Laporan ini menilai dampak panas ekstrem saat ini dan dampaknya di masa depan terhadap kesehatan, produktivitas kerja, serta perekonomian kota.

Menurut laporan tersebut, kawasan perkotaan yang padat di Asia Selatan dapat memiliki suhu malam hari yang lebih panas hingga 10 derajat C dibandingkan wilayah pedesaan di sekitarnya.

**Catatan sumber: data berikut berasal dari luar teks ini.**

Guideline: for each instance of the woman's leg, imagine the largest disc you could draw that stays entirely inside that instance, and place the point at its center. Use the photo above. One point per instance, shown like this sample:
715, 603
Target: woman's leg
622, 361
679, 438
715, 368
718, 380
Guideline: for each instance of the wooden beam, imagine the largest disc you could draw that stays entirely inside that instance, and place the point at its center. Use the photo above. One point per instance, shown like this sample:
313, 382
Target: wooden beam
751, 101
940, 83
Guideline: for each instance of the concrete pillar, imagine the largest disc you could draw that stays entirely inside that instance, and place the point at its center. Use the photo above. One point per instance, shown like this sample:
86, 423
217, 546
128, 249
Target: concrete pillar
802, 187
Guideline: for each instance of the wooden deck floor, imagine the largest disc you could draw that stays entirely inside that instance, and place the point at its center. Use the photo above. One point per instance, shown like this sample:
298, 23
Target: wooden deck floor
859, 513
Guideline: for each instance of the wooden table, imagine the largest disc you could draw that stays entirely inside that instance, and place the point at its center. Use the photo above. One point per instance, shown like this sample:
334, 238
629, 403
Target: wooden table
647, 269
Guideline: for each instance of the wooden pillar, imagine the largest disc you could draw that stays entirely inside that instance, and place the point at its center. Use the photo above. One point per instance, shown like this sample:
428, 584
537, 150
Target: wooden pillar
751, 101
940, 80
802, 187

Panas ekstrem telah berdampak buruk bagi kesehatan. Kematian akibat panas sering kali dicatat sebagai gagal jantung atau gagal ginjal alih-alih karena suhu tinggi, sehingga angka kematian yang sebenarnya kemungkinan jauh lebih besar.

Di Bangladesh, India, Nepal, dan Sri Lanka, perkiraan jumlah kematian akibat suhu tinggi meningkat dari sekitar 118.000 pada tahun 2000 menjadi 230.000 pada tahun 2023 melonjak sekitar 95 persen.

Peningkatan ini sejalan dengan suhu yang makin panas, pertumbuhan penduduk, penuaan populasi, serta makin seringnya warga terpapar panas.

Kerugian ekonomi

Dampak kerugian ekonominya juga sangat serius. Laporan mencatat bahwa panas ekstrem membuat Asia Selatan kehilangan potensi kerja yang setara dengan 31 juta pekerjaan purnawaktu setiap tahunnya.

Jika negara-negara tidak segera melakukan adaptasi, perekonomian di kawasan ini dapat menyusut hingga hampir 7 persen pada tahun 2050. Padahal, Asia Selatan diperkirakan akan mendapat tambahan sekitar 280 juta penduduk usia kerja pada tahun 2050.

Pekerja kelas menengah ke bawah dan rentan adalah pihak yang paling menderita. Pendapatan pekerja informal bisa anjlok hingga 40 persen selama gelombang panas, sementara membengkaknya biaya air, pendingin ruangan, dan perawatan kesehatan makin memberatkan beban keuangan rumah tangga.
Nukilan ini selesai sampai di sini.